# Zero-shot classification

We’ll start by tackling a more challenging task where we need to classify texts that haven’t been **labelled**. This is a common scenario in real-world projects because **"annotating text"** is usually time-consuming and requires domain expertise.

For this use case, the **`zero-shot-classification` pipeline** is very powerful:

it allows you to specify which **labels** to use for the **classification**, so you don’t have to rely on the *"labels of the pretrained model"*.

You’ve already seen how the model can classify a sentence as **positive or negative** using those two labels — but it can also classify the text using any other set of labels you like.

In [1]:
from transformers import pipeline

In [2]:
classifier = pipeline("zero-shot-classification")

No model was supplied, defaulted to facebook/bart-large-mnli and revision d7645e1 (https://huggingface.co/facebook/bart-large-mnli).
Using a pipeline without specifying a model name and revision in production is not recommended.
The secret `HF_TOKEN` does not exist in your Colab secrets.
To authenticate with the Hugging Face Hub, create a token in your settings tab (https://huggingface.co/settings/tokens), set it as secret in your Google Colab and restart your session.
You will be able to reuse this secret in all of your notebooks.
Please note that authentication is recommended but still optional to access public models or datasets.

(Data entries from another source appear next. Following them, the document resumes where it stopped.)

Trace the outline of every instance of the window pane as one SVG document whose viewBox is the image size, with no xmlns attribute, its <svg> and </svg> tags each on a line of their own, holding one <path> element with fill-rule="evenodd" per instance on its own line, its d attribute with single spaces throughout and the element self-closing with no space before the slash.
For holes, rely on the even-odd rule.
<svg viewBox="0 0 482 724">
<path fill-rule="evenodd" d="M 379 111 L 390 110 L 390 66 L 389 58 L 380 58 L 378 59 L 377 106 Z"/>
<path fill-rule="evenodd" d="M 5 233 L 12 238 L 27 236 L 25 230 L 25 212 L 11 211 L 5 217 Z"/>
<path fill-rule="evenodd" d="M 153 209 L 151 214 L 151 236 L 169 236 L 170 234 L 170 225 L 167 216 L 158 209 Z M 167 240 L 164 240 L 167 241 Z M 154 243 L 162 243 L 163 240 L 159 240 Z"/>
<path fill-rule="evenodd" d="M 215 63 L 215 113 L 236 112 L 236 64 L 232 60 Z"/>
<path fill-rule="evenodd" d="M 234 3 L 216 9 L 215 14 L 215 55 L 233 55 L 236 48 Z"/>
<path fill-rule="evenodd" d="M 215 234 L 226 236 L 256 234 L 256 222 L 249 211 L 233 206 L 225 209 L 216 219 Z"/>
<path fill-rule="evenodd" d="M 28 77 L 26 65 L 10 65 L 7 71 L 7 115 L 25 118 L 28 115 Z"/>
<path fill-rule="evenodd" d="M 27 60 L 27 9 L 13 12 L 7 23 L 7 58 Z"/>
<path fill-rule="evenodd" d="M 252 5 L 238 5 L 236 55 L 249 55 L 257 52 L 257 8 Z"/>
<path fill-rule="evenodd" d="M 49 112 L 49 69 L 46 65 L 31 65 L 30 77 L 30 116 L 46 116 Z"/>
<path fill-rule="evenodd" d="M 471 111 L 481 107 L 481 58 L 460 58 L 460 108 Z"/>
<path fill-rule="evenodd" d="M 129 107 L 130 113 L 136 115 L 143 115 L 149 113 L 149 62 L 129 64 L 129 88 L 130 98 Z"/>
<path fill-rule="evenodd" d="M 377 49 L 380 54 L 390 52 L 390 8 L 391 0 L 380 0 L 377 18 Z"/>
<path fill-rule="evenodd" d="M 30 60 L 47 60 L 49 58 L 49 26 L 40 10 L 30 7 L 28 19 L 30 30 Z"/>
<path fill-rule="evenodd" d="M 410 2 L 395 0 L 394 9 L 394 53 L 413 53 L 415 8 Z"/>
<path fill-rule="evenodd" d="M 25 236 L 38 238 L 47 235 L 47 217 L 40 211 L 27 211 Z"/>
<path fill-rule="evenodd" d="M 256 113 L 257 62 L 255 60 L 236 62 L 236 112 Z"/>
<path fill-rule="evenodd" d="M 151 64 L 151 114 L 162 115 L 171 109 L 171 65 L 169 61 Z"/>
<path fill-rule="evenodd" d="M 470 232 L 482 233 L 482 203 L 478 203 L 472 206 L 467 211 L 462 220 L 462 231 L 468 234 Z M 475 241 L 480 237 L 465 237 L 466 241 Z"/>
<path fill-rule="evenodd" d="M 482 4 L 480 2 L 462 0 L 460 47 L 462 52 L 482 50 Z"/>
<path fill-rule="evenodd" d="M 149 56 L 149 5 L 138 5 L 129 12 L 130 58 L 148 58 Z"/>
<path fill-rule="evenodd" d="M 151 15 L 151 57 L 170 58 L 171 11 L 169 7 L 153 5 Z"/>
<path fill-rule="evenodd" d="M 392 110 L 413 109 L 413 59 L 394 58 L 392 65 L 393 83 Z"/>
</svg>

config.json: 0.00B [00:00, ?B/s]

model.safetensors:   0%|          | 0.00/1.63G [00:00<?, ?B/s]

tokenizer_config.json:   0%|          | 0.00/26.0 [00:00<?, ?B/s]

vocab.json: 0.00B [00:00, ?B/s]

merges.txt: 0.00B [00:00, ?B/s]

tokenizer.json: 0.00B [00:00, ?B/s]

Device set to use cpu


In [3]:
classifier(["Amit exemplifies a dynamic leadership style, laser focused on outcome and fueled by infectious energy that drive team to exceed expectation","Amit is a high-impact leader, sharp in focus, relentless in drive, and always a step ahead."], candidate_labels=['leadership', 'politician', 'entrepreneur', 'businessman','technologist', 'architect'])

[{'sequence': 'Amit exemplifies a dynamic leadership style, laser focused on outcome and fueled by infectious energy that drive team to exceed expectation',
  'labels': ['leadership',
   'entrepreneur',
   'businessman',
   'architect',
   'politician',
   'technologist'],
  'scores': [0.9363778829574585,
   0.020054060965776443,
   0.018768617883324623,
   0.017124617472290993,
   0.004386514890938997,
   0.003288235515356064]},
 {'sequence': 'Amit is a high-impact leader, sharp in focus, relentless in drive, and always a step ahead.',
  'labels': ['leadership',
   'businessman',
   'entrepreneur',
   'architect',
   'politician',
   'technologist'],
  'scores': [0.7972721457481384,
   0.08693934977054596,
   0.05499393120408058,
   0.03206514194607735,
   0.016450263559818268,
   0.01227930374443531]}]

This **pipeline** is called **`zero-shot`** because you don’t need to fine-tune the model on your data to use it. It can directly return probability scores for any list of labels you want!